Thucydides. Histoire de la Guerre du Péloponnése, Vol. 1-2. Zévort, Marie Charles, translator. Paris: Charpentier, 1852.

XLV. Le lendemain, les Syracusains élevèrent deux trophées, l’un à Épipolæ vers la montée, l’autre à l’endroit où les Béotiens avaient opposé la première résistance. Les Athéniens enlevèrent leurs morts par convention.
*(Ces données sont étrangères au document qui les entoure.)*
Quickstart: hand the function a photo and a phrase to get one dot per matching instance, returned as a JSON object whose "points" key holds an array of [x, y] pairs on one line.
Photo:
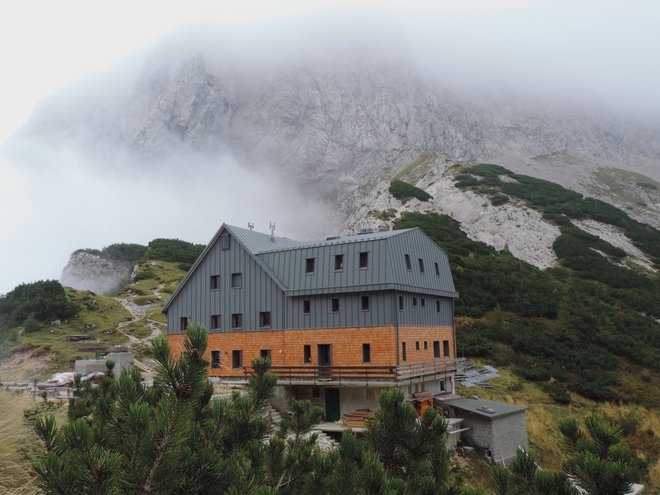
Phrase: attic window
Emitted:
{"points": [[225, 241]]}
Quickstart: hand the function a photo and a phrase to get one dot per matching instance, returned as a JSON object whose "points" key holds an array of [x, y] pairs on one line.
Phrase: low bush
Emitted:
{"points": [[404, 191]]}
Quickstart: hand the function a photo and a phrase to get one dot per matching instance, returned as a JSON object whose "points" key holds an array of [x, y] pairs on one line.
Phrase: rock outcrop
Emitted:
{"points": [[88, 270]]}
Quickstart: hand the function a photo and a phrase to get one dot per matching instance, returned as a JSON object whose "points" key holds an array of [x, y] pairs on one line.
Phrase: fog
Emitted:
{"points": [[599, 53]]}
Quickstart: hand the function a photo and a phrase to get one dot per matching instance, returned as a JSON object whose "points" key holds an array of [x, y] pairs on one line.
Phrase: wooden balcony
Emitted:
{"points": [[362, 375]]}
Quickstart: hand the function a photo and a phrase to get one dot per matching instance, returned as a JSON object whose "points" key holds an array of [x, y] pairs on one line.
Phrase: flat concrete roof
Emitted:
{"points": [[483, 407]]}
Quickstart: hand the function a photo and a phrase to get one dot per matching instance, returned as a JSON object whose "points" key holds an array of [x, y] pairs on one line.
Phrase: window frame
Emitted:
{"points": [[366, 352], [236, 359], [216, 360], [263, 316]]}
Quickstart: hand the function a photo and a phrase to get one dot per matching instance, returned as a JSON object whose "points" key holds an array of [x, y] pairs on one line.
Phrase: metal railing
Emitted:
{"points": [[317, 373]]}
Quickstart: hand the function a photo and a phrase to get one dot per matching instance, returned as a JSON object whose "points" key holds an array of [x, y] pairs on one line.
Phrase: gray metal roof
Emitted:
{"points": [[283, 260], [485, 408]]}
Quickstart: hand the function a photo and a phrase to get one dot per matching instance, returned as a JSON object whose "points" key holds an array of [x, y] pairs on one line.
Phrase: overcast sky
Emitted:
{"points": [[605, 50]]}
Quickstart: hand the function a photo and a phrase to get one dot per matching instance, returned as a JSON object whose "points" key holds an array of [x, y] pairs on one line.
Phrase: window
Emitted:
{"points": [[215, 360], [366, 353], [225, 240], [236, 359], [264, 319], [215, 322]]}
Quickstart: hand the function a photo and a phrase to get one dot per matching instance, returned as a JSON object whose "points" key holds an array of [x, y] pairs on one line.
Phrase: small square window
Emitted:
{"points": [[366, 353], [215, 322], [264, 319], [236, 359], [215, 360], [225, 241]]}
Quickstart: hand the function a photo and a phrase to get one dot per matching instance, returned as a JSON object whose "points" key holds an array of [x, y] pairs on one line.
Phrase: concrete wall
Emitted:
{"points": [[509, 433]]}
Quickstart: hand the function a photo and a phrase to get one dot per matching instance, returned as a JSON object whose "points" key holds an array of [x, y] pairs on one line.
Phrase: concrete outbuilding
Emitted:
{"points": [[498, 427]]}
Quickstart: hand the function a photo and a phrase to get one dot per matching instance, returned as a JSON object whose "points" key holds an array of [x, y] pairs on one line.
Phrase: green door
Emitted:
{"points": [[332, 404]]}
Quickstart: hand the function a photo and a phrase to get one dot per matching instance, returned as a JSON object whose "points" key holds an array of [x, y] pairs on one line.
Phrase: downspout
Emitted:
{"points": [[396, 312]]}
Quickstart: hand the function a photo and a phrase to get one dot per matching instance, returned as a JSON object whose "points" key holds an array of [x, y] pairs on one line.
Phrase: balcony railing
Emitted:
{"points": [[339, 374]]}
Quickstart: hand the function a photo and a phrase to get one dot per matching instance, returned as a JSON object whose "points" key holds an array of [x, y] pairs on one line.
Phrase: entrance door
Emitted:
{"points": [[324, 352], [332, 412]]}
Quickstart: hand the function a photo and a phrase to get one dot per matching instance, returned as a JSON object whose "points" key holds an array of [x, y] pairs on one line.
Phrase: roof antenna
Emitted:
{"points": [[271, 226]]}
La perle en hommes fut considérable pour eux et leurs alliés; mais le nombre des armes prises par l’ennemi fut plus grand encore; car parmi ceux qui avaient été forcés de se jeter dans les précipices en se débarrassant de leurs armes et de leurs boucliers, les uns avaient péri, d’autres s’étaient sauvés.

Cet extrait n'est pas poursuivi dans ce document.